そして、当然のように子ども用らしき椅子を用意されたこともいいとしよう。それすらちょっと大きくてテーブルがほんの少し遠いけど、わたしがこの世界で以上に小さいってことはもうわかってる。
「…………」
でもそうじゃなくてさ。
目の前で吸い込むように料理を消費するビズーガさんにわたしの視線は釘づけである。
……本当によく食べるなこの人。
ビズーガさんが連れて来てくれたのは、親子連れで賑わうファミレスのようなところである。あたりを見回せば、カラフルな色合いながらわたしと姿かたちはまったく同じ人たちが楽しそうに食事をしている。

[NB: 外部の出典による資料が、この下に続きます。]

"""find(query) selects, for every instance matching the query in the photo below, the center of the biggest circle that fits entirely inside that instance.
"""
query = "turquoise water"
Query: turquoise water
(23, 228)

どうやらこの世界、地球と衣服の文化にあまり違いはないようで、働くウエイトレスのお姉さんたちの制服は膝丈のメイド服っぽいやつだ。動きに合わせてひらひらする裾のレースが可愛らしい。
そして、問題の食事量である。バルもよく食べるとは思っていたんだけど、そんなこと全然なかったことがわかった。まあ、ビズーガさんの食べること食べること。さすがマッチョと思ってたんだけど、辺りを見ればどのテーブルでも置かれた料理の量に大差はない。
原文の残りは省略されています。